En el proceso ante el Sanedrín (Mt 26,57-68), durante el que simultáneamente Pedro, caído en la tentación, está negando al Maestro y Señor que tanto le quiere (Mt 26,69-75), Jesús revela sin tapujos el misterio de su Persona y la certeza de que el Amor vencerá sobre el pecado y la misma muerte que éste provoca, pues, les dice, «veréis al Hijo del hombre sentado a la diestra del Poder y venir sobre las nubes del cielo» (Mt 26,64). Aunque de otro modo y en una situación diversa, Jesús enseña a los miembros del Sanedrín lo mismo que enseñaba la semana pasada a Marta, la hermana de Lázaro, esto es, que Él es la “resurrección y la vida” (Jn 11,25-26), y que “el que cree en Él, aunque muera, vivirá, y todo el que vive y cree en Él, no morirá jamás”. Su testimonio ante las autoridades judías es, por tanto, una llamada a la conversión y a la fe, a que crean verdaderamente en que Él es el Mesías y el Hijo de Dios a quien le es propia la vida y el juicio.

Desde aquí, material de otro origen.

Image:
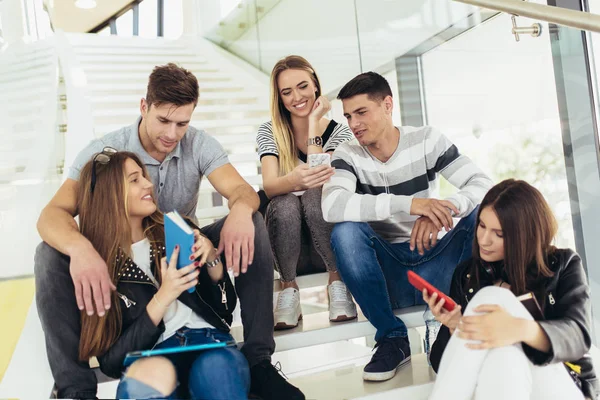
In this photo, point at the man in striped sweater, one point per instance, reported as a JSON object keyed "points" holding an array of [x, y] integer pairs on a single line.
{"points": [[382, 199]]}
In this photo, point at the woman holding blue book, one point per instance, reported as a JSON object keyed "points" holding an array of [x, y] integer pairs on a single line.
{"points": [[151, 307]]}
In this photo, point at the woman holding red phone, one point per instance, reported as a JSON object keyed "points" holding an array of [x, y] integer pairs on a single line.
{"points": [[496, 350], [299, 235]]}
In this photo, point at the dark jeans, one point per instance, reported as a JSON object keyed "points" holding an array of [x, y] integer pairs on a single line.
{"points": [[297, 230], [209, 374], [375, 270], [60, 317]]}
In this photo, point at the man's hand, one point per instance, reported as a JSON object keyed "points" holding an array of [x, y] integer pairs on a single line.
{"points": [[438, 211], [91, 280], [423, 235], [237, 239]]}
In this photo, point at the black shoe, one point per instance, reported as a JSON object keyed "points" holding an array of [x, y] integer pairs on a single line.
{"points": [[391, 354], [268, 384]]}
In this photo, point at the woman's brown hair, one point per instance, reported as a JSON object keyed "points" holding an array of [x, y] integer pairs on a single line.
{"points": [[280, 116], [528, 228], [104, 221]]}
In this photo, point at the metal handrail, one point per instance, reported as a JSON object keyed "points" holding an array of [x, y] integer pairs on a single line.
{"points": [[556, 15]]}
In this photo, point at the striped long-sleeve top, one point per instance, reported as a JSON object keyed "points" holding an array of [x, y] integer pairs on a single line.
{"points": [[364, 189]]}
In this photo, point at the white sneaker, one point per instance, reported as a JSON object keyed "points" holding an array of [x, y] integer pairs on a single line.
{"points": [[341, 306], [288, 311]]}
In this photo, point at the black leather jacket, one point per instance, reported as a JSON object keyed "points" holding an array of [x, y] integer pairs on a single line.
{"points": [[138, 332], [565, 300]]}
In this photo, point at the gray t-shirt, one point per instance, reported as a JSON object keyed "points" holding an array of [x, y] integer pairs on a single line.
{"points": [[177, 179]]}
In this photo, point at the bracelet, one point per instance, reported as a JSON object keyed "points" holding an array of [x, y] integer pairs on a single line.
{"points": [[213, 263], [158, 302]]}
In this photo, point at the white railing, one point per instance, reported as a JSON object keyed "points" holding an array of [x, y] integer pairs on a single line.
{"points": [[80, 129], [556, 15]]}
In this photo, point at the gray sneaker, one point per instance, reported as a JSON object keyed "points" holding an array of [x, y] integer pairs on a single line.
{"points": [[288, 312], [341, 306]]}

Ante el procurador romano (27,11-26), Jesús sufre sobre sí el abuso del poder político y la injusticia e indiferencia de la autoridad que carga sobre el Inocente la propia vileza. Pilato sanciona la reclamación del pueblo judío y entrega a Jesús para que sea crucificado tras haber ordenado flagelarle. La mujer de Pilato reconoce a Jesús como “justo” y preanuncia, en medio de la tragedia, la futura victoria de Jesús a quién acogerán los paganos por medio de la fe. Al igual que el ciego de nacimiento (4º domingo de cuaresma), la mujer ya da un paso adelante en el reconocimiento/visión de Jesús, y será a ella, en cuanto símbolo del pueblo pagano que se abre a la Luz, a quien serán enviados los discípulos por Jesús resucitado para que le anuncien el evangelio de la salvación (Cf. Mt 28,18-20) y pueda llegar así al pleno conocimiento o “visión” de la persona de Jesús.

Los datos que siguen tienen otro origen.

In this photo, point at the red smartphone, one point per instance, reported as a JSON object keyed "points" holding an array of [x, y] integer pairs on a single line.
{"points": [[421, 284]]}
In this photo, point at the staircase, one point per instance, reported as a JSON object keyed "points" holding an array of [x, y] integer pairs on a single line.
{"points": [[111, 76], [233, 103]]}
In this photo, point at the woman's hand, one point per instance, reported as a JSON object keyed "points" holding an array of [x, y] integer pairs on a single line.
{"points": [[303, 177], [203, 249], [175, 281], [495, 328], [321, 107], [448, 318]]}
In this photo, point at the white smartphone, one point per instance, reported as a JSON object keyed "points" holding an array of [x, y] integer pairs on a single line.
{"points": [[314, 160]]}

Por último, todo el universo está convocado ante el Nazareno en el momento de su crucifixión y muerte: «Desde la hora sexta hubo oscuridad sobre toda la tierra hasta la hora nona… tembló la tierra y las rocas se hendieron» (Mt 27,45). La oscuridad representa las fuerzas malignas y negativas que se oponen a Dios, y la humanidad, a través de las blasfemias, derrama sobre el Crucificado todo el mal que la corroe en su interior: «“Tú que destruyes el Santuario y en tres días lo levantas, ¡sálvate a ti mismo, si eres Hijo de Dios, y baja de la cruz”… “A otros salvó y a sí mismo no puede salvarse. Rey de Israel es: que baje ahora de la cruz, y creeremos en Él. Ha puesto su confianza en Dios; que le salve ahora, si es que de verdad le quiere; ya que dijo: ‘Soy Hijo de Dios’”» (Mt 27,40.42-43). Pero, al igual que sucedió con Lázaro, el amigo de Jesús que vio la luz de la vida tras ser rescatado del sepulcro, la luz victoriosa está presente en este momento de desolación y abandono, pues se vislumbra el surgir de los creyentes-paganos, ya que el centurión y los soldados, que poco antes le habían flagelado, coronado de espinas, denigrado y clavado en el madero de la cruz, dirán con asombro: «Verdaderamente Éste era Hijo de Dios» (Mt 27,54). Y también los justos que, a semejanza de Lázaro, habían muerto siendo “amigos de Dios”, son liberados ahora por Cristo, arrancados del poder de la muerte y sacados definitivamente del sepulcro de los pecados.

Hoy entramos en la Semana Grande, y en la Eucaristía recibimos ya el fruto de la pasión de Jesús que nos entrega su Cuerpo y Sangre, nos une con el Padre y nos infunde el don del Espíritu Santo para que vivamos unidos a Él como discípulos suyos, escuchando sus palabras y aprendiendo a amar como Él mismo nos ha amado, para poder alcanzar el premio de la plena unión de vida con Dios a la que Él mismo nos llama desde lo Alto.